Can Your Facility Succeed with Its Hospitalist Program?
Can Your Facility Succeed with Its Hospitalist Program?
10 critical musts’ your program needs
Maybe you think your hospital, physicians, and patients can benefit from a hospitalist program. Maybe you are right. But before you get started, you need to make sure that the following 10 factors apply. Without them, says Dorothy Merriwether, president of the Houston consulting firm D. Merriwether & Associates, you limit your chance at success:
• Supportive hospital administration. Merriwether says this means that the administration works collaboratively with medical staff to implement a program that meets community needs.
• Capability of gathering and sharing data. You have to have the technology, personnel, and willingness to gather data on length of stay, cost per admission, high-cost DRGs, and patient demographics. And, says Merriwether, you have to be willing to share it with the hospitalists so that they and you can assess their performance and look for areas that need further improvement.
• Mechanisms and personnel to educate physicians and patient population. You need to be able to help educate the physicians on what the system is and isn’t, says Merriwether. For instance, it isn’t a method of dealing with indigent patients. It is a tool for your case management repertoire.
• Mutual trust across departments and specialties. Everyone has to be able to buy into the program and put the common good above that of his or her own specialty and department, says Merriwether. Turf wars only exacerbate the kind of problems you are trying to cure.
• Team spirit among physicians providing hospitalist services. The inpatient management group has to be cohesive, Merriwether explains. Group members must share the same values and commitment to make it work. Productivity-based compensation helps this, preventing one member of the team from reaping the rewards of the system while not putting in as much work as the others.
• Intact and active spiritual support program. Recent studies have shown the link between spirituality and healing. This is something that Merriwether says the hospitalist groups she works with have noted anecdotally for a long time. Many of the patients are seriously ill and need spiritual counseling. Hospital chaplains can also help direct poorer patients to some of the social and community services they may need.
• Active case management program. This is pretty self-explanatory, says Merriwether. But the point is that hospitalists can’t be the only piece of a case management system. They are merely a part of it.
• Strong emergency room department with fee-for-service reimbursement. When the ED is based on a fee-for-service system, its physicians are encouraged to turn over the rooms quickly. Merriwether says this helps to align incentives with the hospitalists, who are there to expedite patients through the system. "If ED doctors are on a flat fee, they aren’t [motivated] to turn the rooms over faster."

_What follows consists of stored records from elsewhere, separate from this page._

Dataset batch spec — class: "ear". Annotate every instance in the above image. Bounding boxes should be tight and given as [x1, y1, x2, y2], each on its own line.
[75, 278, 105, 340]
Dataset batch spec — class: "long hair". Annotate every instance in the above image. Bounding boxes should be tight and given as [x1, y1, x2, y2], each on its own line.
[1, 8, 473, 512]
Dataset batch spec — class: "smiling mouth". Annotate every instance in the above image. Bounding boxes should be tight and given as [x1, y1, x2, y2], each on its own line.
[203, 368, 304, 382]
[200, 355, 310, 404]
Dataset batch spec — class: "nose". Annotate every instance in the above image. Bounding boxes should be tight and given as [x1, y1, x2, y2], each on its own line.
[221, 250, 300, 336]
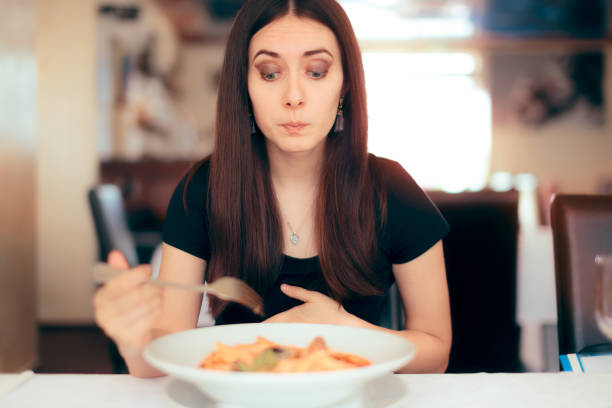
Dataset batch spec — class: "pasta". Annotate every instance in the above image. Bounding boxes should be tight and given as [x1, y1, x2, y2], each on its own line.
[199, 337, 371, 373]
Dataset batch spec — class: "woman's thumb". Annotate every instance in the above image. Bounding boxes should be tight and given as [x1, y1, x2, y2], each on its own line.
[107, 249, 130, 269]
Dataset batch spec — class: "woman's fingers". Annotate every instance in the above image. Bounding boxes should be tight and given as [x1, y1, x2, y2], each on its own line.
[107, 249, 130, 269]
[94, 262, 162, 348]
[100, 265, 152, 299]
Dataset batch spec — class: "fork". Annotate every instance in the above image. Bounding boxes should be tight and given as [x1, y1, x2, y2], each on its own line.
[93, 262, 264, 316]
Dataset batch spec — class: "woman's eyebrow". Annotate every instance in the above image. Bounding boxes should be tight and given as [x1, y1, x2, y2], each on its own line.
[253, 48, 334, 61]
[303, 48, 334, 59]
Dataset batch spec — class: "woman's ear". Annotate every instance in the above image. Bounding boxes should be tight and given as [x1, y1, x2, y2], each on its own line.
[340, 82, 350, 98]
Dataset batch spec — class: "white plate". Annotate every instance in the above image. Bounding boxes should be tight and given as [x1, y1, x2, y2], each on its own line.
[144, 323, 415, 408]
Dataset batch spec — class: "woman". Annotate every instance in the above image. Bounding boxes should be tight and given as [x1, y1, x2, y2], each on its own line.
[95, 0, 451, 377]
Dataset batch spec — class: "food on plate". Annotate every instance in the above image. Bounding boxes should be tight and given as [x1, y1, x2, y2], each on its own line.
[199, 337, 372, 373]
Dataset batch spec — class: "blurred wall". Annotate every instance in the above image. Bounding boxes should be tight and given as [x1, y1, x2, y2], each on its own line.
[491, 47, 612, 193]
[36, 0, 98, 323]
[0, 0, 37, 372]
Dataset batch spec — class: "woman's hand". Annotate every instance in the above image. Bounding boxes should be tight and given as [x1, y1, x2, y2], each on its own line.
[264, 284, 355, 325]
[94, 251, 161, 357]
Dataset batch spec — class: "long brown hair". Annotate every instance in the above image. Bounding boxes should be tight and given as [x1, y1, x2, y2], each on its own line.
[188, 0, 386, 315]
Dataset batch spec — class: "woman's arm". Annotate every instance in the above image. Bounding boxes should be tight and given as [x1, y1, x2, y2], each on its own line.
[117, 243, 206, 377]
[266, 241, 452, 373]
[354, 241, 452, 373]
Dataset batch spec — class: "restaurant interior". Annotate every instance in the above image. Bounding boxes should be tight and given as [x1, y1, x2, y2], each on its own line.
[0, 0, 612, 380]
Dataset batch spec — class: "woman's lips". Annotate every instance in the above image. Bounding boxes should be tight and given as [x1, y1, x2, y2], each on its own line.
[281, 122, 308, 134]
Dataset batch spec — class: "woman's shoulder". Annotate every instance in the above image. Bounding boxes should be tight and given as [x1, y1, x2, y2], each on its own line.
[369, 153, 421, 197]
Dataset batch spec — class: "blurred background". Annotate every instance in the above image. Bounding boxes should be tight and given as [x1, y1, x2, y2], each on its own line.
[0, 0, 612, 372]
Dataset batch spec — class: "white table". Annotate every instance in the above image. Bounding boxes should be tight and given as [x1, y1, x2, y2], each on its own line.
[0, 373, 612, 408]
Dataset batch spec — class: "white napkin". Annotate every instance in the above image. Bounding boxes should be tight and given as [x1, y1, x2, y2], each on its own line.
[0, 370, 34, 398]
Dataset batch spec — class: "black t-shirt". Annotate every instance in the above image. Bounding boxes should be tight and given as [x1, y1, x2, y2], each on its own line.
[163, 155, 449, 324]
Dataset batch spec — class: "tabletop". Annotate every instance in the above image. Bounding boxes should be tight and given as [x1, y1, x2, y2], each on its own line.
[0, 373, 612, 408]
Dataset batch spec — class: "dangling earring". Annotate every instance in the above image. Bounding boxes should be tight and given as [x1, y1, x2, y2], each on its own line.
[334, 96, 344, 133]
[249, 113, 257, 135]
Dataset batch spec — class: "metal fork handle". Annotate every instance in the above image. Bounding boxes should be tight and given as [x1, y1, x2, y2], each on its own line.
[93, 262, 264, 316]
[93, 262, 208, 293]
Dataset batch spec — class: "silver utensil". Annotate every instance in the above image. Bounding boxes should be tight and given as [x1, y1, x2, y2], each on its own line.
[93, 262, 264, 316]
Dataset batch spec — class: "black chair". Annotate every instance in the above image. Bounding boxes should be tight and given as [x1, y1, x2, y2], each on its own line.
[430, 190, 523, 373]
[551, 194, 612, 354]
[382, 190, 523, 373]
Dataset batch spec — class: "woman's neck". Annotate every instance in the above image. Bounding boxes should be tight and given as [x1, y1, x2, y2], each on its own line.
[268, 144, 325, 191]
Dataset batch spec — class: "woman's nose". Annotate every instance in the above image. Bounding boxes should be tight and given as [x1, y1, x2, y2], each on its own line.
[285, 77, 304, 109]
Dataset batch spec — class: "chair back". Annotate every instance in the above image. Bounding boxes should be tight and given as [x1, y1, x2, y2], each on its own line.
[88, 184, 138, 266]
[381, 190, 522, 373]
[551, 194, 612, 354]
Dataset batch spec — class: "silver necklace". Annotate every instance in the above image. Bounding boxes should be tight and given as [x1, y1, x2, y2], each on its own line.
[286, 208, 310, 245]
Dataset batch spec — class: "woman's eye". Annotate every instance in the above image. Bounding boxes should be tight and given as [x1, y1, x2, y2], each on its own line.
[261, 72, 280, 81]
[308, 71, 327, 79]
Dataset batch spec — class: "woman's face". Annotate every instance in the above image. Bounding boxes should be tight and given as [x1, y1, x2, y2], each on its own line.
[248, 15, 343, 153]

• Balanced payer source. Your payer mix will determine if a hospitalist program is viable, says Merriwether. "If you have a lot of indigent care, this probably won’t work. If you have a high percentage of managed care, the physician is paid on a capitated and performance bonus system and there is a per diem system at the hospital, you don’t have aligned incentives. If you have a high Medicare and Medicaid patient population, this is not as profitable to the hospital. You really need to have a balanced payer source."
• Recognition of hospital needs to compensate hospitalists to alleviate financial burden of indigent care. A hospital must determine if it wants hospitalists or an indigent care program, Merriwether says. "You have to proportionally share the burden of indigent care throughout the physician community, or you have to provide compensation for the hospitalists doing this care."